Toward a Theory of Tokenization in LLMs (2404.08335v1)

Published 12 Apr 2024 in cs.CL and cs.LG

Abstract: While there has been a large body of research attempting to circumvent tokenization for LLMing (Clark et al., 2022; Xue et al., 2022), the current consensus is that it is a necessary initial step for designing state-of-the-art performant LLMs. In this paper, we investigate tokenization from a theoretical point of view by studying the behavior of transformers on simple data generating processes. When trained on data drawn from certain simple $k^{{\text{th}}$-order} Markov processes for $k > 1$, transformers exhibit a surprising phenomenon - in the absence of tokenization, they empirically fail to learn the right distribution and predict characters according to a unigram model (Makkuva et al., 2024). With the addition of tokenization, however, we empirically observe that transformers break through this barrier and are able to model the probabilities of sequences drawn from the source near-optimally, achieving small cross-entropy loss. With this observation as starting point, we study the end-to-end cross-entropy loss achieved by transformers with and without tokenization. With the appropriate tokenization, we show that even the simplest unigram models (over tokens) learnt by transformers are able to model the probability of sequences drawn from $k^{{\text{th}}$-order} Markov sources near optimally. Our analysis provides a justification for the use of tokenization in practice through studying the behavior of transformers on Markovian data.

PDF Abstract

Uncovering the Value of Tokenization in Transformers for Modeling Markovian Data

Introduction

LLMs traditionally separate the processes of tokenization and neural network training, with tokenization serving as a critical preliminary step. This segmentation has provoked extensive research into tokenization's efficacy and its impact on LLM performance. This paper explores tokenization from a theoretical perspective, exploring its influence on transformer models when handling data from Markov processes. By examining both the necessity and effectiveness of tokenization, the paper provides a comprehensive analysis of its role in enhancing transformer-based LLMing.

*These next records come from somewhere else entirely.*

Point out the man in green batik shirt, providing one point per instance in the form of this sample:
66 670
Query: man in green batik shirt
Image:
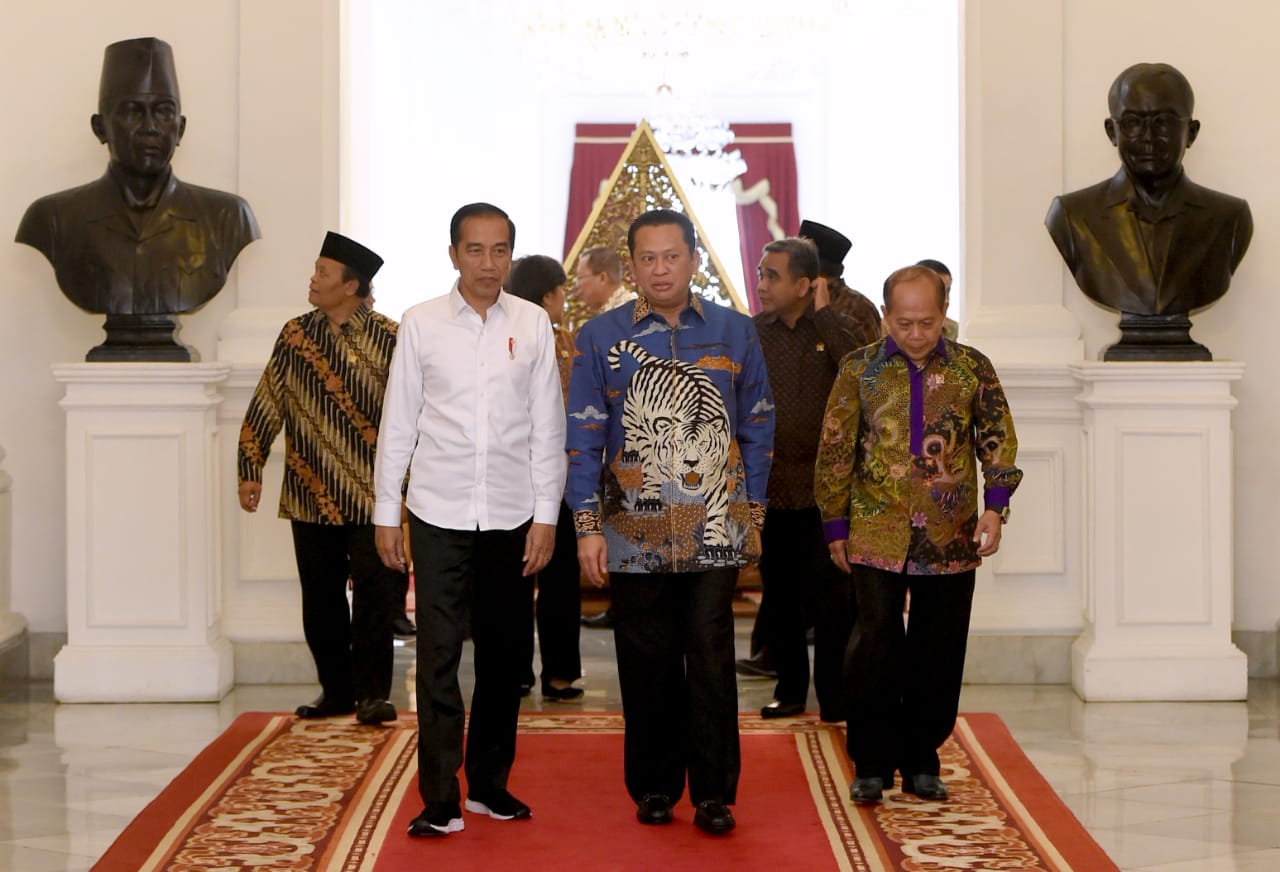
908 423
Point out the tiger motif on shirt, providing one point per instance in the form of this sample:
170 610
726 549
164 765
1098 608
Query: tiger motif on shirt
676 428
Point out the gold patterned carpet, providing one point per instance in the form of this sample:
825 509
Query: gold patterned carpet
275 793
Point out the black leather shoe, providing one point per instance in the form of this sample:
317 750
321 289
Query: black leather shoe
867 790
602 621
755 667
654 808
437 820
375 711
499 804
324 707
561 694
713 817
926 786
782 710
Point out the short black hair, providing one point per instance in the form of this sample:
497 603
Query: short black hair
479 210
801 256
909 274
658 217
364 288
534 277
936 265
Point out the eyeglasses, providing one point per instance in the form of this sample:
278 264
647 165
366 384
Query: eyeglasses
1161 124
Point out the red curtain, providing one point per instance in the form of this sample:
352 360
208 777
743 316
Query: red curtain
767 204
597 150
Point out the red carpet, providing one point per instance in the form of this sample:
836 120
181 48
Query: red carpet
273 793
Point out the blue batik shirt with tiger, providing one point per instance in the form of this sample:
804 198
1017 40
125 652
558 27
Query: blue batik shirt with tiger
670 437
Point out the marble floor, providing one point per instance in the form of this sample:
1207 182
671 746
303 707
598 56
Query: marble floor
1173 786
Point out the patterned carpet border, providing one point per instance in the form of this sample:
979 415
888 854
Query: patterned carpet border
275 793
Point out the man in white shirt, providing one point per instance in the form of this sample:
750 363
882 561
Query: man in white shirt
474 412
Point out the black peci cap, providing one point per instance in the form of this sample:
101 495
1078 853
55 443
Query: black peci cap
348 252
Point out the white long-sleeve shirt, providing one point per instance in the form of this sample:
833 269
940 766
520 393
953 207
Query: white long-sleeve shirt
474 410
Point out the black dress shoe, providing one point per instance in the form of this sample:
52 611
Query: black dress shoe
713 817
755 667
498 804
375 711
561 694
654 808
782 710
437 820
926 786
867 790
324 707
602 621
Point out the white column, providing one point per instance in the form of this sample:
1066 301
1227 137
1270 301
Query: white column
12 624
1011 167
142 534
1157 533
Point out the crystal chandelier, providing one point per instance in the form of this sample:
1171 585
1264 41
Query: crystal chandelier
695 145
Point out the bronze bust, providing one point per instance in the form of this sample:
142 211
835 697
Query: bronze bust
1148 241
138 245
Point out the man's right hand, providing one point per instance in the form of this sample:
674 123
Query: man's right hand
593 557
250 494
389 542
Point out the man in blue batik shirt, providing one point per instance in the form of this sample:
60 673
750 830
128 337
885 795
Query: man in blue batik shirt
670 443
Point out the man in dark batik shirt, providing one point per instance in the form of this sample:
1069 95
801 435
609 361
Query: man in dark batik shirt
832 247
803 338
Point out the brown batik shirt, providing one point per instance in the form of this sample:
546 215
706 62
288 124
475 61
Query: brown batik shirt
325 392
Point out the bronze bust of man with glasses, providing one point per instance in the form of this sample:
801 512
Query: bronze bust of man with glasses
1148 241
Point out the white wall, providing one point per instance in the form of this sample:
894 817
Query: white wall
1225 49
489 115
472 142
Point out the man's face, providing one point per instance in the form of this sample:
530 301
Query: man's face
778 291
483 255
663 265
554 304
914 318
593 288
141 132
1152 128
328 291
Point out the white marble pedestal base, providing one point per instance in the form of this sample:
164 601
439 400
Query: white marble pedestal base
1157 520
142 534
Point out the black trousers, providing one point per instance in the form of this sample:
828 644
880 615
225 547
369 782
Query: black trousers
801 585
675 642
476 574
905 684
351 645
560 606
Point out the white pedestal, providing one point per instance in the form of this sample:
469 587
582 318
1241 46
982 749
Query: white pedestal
142 534
12 624
1157 533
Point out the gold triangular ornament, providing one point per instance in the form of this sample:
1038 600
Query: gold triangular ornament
640 182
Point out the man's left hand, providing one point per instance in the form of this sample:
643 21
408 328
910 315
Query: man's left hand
987 533
538 547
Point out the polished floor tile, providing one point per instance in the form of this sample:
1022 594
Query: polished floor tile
1162 786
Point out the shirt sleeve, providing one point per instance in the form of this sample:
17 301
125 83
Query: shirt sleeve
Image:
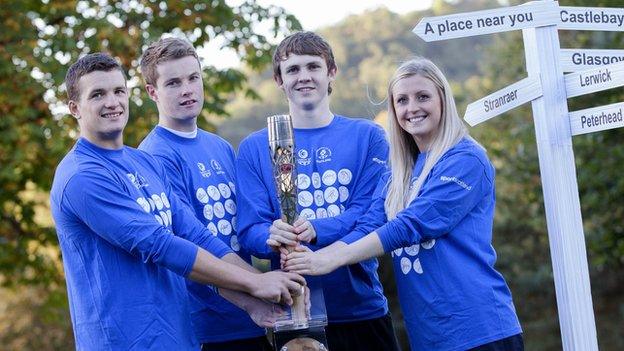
374 218
331 229
255 206
109 212
455 186
185 224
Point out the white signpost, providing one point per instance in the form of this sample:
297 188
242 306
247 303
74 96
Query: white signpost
573 60
503 100
548 90
594 79
596 119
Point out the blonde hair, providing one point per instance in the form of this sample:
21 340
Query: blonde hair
403 148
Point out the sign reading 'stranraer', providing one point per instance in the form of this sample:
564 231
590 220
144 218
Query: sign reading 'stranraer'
503 100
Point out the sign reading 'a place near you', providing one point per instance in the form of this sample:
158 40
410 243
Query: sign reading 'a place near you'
535 14
503 100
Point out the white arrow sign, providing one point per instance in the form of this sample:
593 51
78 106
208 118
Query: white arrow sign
595 79
534 14
591 18
503 100
573 60
596 119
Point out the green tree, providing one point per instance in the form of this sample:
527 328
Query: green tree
38 40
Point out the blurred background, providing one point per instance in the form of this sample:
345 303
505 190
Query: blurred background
38 39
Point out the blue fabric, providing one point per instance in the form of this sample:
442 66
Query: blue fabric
339 166
115 220
451 295
201 172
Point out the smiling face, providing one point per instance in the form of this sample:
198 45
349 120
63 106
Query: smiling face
102 107
305 79
418 106
178 93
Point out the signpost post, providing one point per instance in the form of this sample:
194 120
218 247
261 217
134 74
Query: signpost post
548 90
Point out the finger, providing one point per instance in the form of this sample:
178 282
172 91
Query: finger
286 298
284 240
303 248
299 221
303 270
281 225
273 243
291 264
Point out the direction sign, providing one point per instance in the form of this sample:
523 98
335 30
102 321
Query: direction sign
503 100
597 119
573 60
534 14
595 79
591 18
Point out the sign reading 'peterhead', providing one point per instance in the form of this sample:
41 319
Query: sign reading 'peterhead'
595 79
591 18
503 100
535 14
573 60
597 119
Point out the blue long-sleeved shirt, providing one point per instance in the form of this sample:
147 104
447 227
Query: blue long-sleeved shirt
451 295
124 266
201 172
338 168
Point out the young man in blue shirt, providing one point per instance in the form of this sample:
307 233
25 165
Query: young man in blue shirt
339 161
200 167
126 238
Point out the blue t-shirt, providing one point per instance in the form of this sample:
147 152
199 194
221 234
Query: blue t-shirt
451 295
201 172
115 219
338 168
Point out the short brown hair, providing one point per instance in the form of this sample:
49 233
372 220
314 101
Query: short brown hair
303 43
89 63
163 50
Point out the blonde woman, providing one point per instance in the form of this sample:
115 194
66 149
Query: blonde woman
434 212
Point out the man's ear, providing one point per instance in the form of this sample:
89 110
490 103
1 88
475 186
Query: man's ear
151 91
332 74
278 80
73 109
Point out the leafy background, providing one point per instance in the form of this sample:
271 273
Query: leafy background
39 38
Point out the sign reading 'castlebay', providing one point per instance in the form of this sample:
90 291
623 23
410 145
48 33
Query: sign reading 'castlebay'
597 119
591 18
596 79
573 60
503 100
535 14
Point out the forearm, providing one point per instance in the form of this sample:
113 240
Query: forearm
365 248
208 269
238 298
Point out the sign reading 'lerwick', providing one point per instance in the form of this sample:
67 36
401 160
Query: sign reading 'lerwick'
595 79
597 119
535 14
503 100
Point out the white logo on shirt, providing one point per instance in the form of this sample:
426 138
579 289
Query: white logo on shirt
411 253
137 180
323 155
202 169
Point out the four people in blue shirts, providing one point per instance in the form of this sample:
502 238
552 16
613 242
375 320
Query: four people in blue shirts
157 241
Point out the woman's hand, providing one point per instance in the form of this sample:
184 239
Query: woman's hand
303 261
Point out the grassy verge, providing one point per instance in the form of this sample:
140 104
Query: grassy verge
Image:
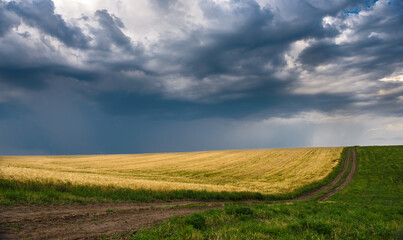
28 192
370 207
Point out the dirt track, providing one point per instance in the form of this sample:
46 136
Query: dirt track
90 221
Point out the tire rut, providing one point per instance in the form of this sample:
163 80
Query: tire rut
92 220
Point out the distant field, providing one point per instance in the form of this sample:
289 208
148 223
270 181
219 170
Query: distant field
268 171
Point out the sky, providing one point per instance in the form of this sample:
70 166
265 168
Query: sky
105 77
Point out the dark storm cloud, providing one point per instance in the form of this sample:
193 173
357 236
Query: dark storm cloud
8 20
96 84
40 14
258 106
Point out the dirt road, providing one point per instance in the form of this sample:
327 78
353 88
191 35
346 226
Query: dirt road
92 220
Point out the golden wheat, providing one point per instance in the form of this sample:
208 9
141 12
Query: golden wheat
268 171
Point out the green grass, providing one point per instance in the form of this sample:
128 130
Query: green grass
47 192
370 207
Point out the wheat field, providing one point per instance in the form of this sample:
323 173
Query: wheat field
269 171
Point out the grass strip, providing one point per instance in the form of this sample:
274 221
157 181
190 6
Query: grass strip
51 191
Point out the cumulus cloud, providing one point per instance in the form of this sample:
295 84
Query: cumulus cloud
204 61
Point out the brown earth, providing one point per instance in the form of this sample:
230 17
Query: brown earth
92 220
344 184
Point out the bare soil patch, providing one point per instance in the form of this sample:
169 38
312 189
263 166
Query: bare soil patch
88 221
92 220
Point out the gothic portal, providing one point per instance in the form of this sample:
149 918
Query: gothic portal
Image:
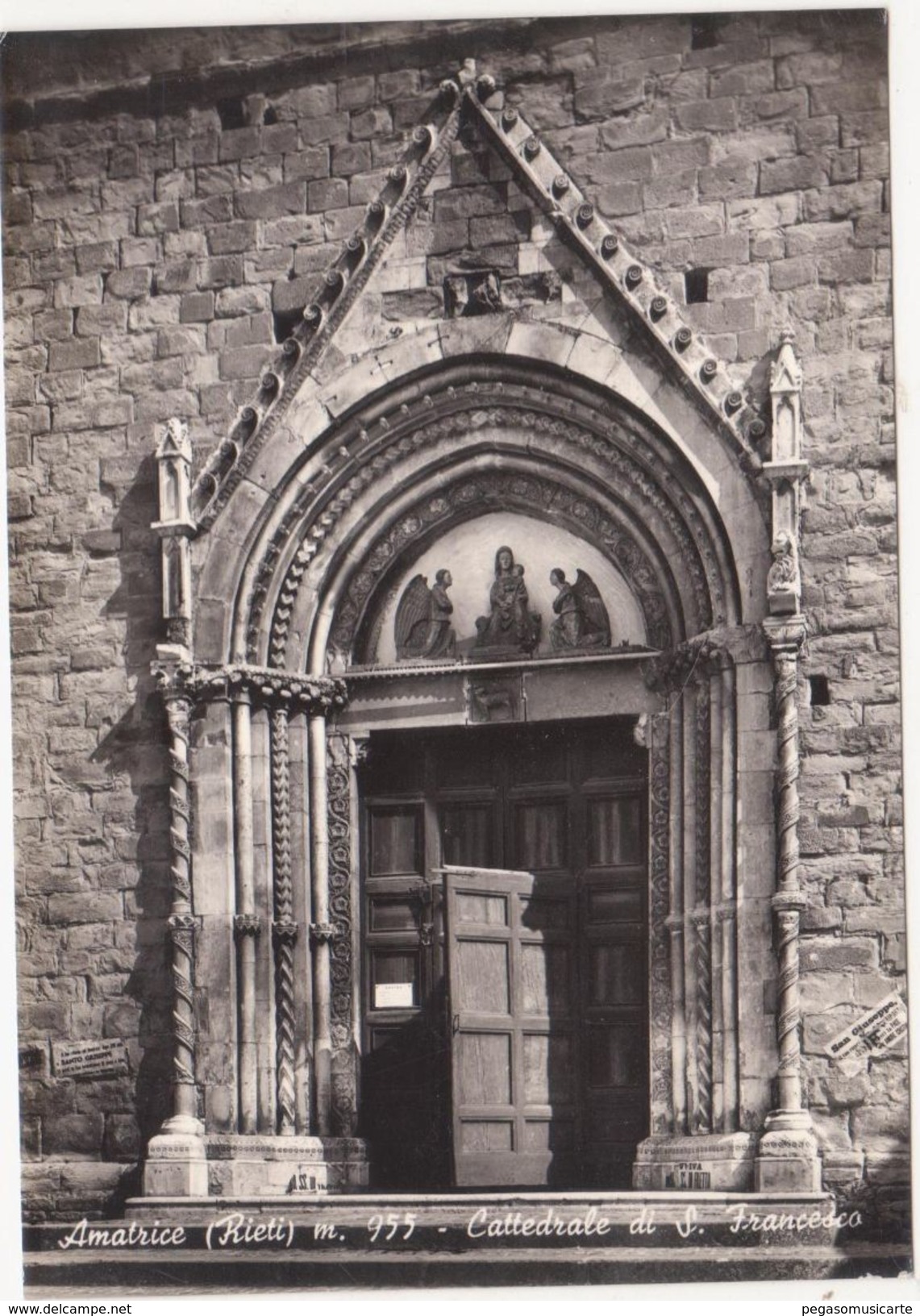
481 681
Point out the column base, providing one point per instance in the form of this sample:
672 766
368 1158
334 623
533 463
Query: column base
175 1164
787 1157
697 1162
237 1165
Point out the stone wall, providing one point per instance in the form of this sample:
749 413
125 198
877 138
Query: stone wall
162 229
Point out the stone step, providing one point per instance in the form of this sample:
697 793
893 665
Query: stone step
199 1270
389 1239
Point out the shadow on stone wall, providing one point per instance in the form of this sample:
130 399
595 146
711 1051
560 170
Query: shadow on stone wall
135 748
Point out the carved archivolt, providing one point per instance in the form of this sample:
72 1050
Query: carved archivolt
508 491
636 475
343 1077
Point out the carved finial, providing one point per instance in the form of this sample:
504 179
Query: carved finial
174 461
468 73
786 372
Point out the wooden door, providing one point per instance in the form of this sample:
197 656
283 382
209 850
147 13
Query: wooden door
543 1082
512 990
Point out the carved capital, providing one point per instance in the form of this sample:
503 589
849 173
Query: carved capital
785 635
693 661
264 686
247 926
789 902
323 933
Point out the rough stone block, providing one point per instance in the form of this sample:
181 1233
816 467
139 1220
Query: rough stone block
160 218
233 237
730 178
844 200
327 194
782 104
239 143
222 272
847 268
853 95
326 129
78 353
605 94
128 283
243 362
308 164
197 307
744 79
73 1133
372 123
795 273
709 116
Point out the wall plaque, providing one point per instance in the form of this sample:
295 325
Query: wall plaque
873 1033
393 995
91 1058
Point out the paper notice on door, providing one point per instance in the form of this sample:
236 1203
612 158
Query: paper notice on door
393 995
873 1033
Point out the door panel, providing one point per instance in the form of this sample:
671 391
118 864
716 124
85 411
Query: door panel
527 1037
514 1043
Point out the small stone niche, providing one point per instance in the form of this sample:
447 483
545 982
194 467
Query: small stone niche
474 293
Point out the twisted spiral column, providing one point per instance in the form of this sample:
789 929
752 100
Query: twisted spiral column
701 927
787 1156
245 922
787 901
285 930
182 922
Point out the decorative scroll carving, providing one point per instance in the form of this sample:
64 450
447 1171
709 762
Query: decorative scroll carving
182 922
285 930
701 916
582 620
343 1080
368 458
495 701
423 618
661 1002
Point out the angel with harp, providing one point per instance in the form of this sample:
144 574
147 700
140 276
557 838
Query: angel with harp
582 620
423 618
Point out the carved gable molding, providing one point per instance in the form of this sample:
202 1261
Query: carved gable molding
624 277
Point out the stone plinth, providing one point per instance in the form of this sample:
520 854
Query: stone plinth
175 1165
787 1158
254 1166
697 1162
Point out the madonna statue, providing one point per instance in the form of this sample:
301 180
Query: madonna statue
510 627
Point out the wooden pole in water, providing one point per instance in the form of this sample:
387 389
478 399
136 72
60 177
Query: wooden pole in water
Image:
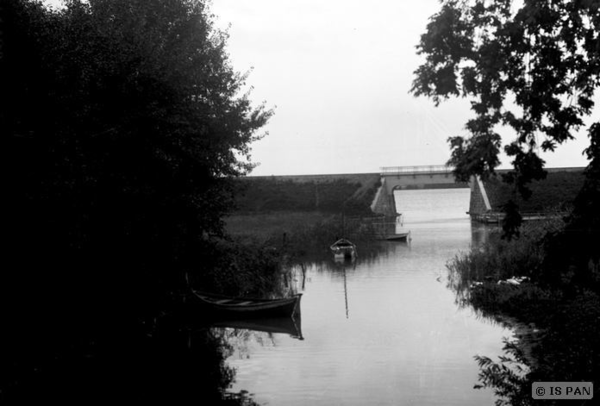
345 292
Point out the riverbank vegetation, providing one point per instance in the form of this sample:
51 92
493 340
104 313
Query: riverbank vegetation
500 57
123 125
304 217
556 317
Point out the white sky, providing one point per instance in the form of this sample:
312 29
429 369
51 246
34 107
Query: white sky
338 73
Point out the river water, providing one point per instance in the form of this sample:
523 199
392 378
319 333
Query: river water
382 331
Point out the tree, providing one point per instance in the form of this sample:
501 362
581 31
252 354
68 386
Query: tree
122 123
532 67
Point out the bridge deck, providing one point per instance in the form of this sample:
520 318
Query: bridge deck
411 170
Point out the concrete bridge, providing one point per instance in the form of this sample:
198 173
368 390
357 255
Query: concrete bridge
412 177
481 205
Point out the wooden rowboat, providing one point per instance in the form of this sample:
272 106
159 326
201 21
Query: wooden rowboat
343 248
281 325
396 237
239 307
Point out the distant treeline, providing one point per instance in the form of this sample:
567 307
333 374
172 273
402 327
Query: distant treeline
334 196
556 192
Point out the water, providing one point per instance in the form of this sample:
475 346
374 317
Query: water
381 332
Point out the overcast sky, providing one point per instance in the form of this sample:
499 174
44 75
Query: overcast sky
338 73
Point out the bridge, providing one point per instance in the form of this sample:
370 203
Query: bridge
482 199
411 177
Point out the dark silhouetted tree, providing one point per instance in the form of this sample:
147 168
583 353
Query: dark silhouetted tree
122 124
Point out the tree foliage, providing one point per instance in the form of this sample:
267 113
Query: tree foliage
122 123
533 67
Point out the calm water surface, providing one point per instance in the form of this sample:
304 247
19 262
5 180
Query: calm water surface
384 331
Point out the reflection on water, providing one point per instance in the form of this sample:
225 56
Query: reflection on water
383 330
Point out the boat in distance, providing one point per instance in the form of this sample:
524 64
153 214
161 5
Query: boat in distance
343 248
396 237
242 307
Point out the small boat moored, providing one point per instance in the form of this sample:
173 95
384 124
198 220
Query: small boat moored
343 248
220 306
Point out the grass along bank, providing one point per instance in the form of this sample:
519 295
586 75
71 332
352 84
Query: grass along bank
557 322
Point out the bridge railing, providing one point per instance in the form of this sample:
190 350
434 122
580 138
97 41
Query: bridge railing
408 170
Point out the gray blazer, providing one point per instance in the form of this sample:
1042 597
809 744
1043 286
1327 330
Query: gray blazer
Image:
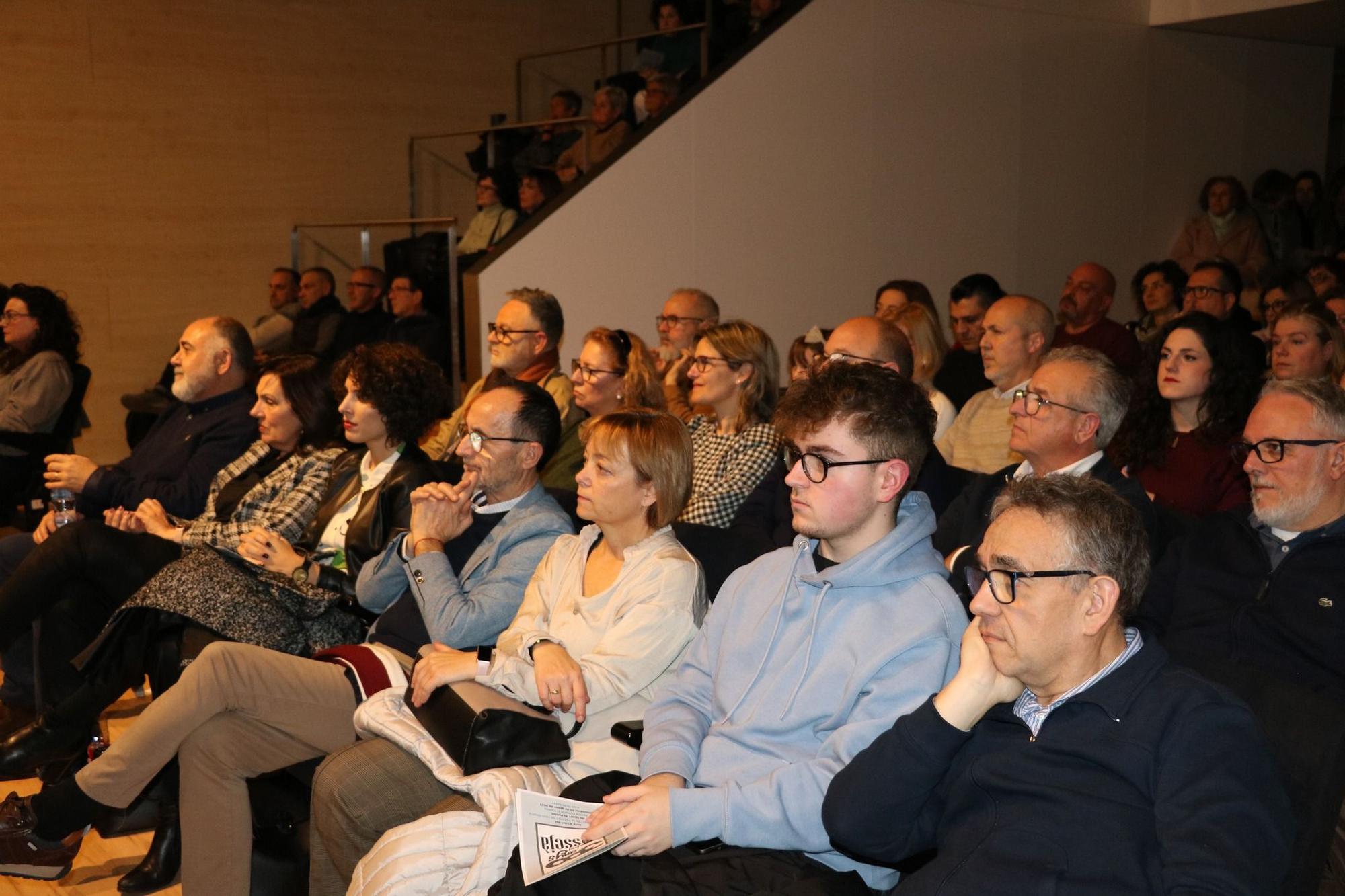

Theoretical Investigation into Tokenization

The paper makes several key observations regarding the performance of transformers on Markovian data, highlighting the fundamental importance of tokenization. Key insights from the research include:

Empirical Observations: Transformers, when trained without tokenization on data originating from $k^{th}$ -order Markov processes, tend to model character predictions based on a unigram distribution, limiting their ability to capture the true data distribution efficiently. This limitation results in a higher cross-entropy loss compared to optimal models.
Impact of Tokenization: Introducing tokenization significantly improves transformers' ability to model Markovian data accurately. The paper shows that with appropriate tokenization, even simple unigram models over tokens can effectively approximate the probability of sequences, thereby achieving near-optimal cross-entropy loss.
Analysis of Tokenization Techniques: The research provides an in-depth analysis of various tokenization methods, including a theoretical examination of a toy tokenizer and practical tokenizers like LZW and BPE. It is demonstrated that tokenizers which efficiently capture patterns in the data allow for unigram models to achieve near-optimal modeling of sequence probabilities with much smaller dictionary sizes than the toy tokenizer.

Practical and Theoretical Implications

Implications for LLMing

The findings underscore the critical role of tokenization in the development of efficient LLMs, particularly in the context of transformer architectures. By facilitating a significant reduction in cross-entropy loss, tokenization enables transformers to model complex data distributions more accurately without requiring an increase in model complexity.

Insights into Tokenizer Efficiency

The analysis of different tokenization strategies reveals the efficiency of data-driven tokenizers (e.g., LZW and BPE) in achieving low cross-entropy loss with smaller dictionaries. This efficiency is especially pronounced when compared to the toy tokenizer, highlighting the importance of dictionary size and tokenization strategy in model performance.

Future Directions

The paper opens up several avenues for future research, including:

Exploration of Other Metrics: While the focus of this research is on cross-entropy loss, future work could explore tokenization's impact on other metrics such as BLEU or ROUGE, which are relevant to tasks like machine translation.
Finite Sample Considerations: Further investigation into the finite-sample behavior of transformers and the impact of tokenization on model training and generalization would be valuable.

Concluding Remarks

This paper provides a rigorous theoretical examination of tokenization's role in transformer-based LLMing, particularly when dealing with Markovian data. The research highlights the necessity of tokenization and its effectiveness in improving model performance, offering insights that could guide the future development of more efficient LLMs.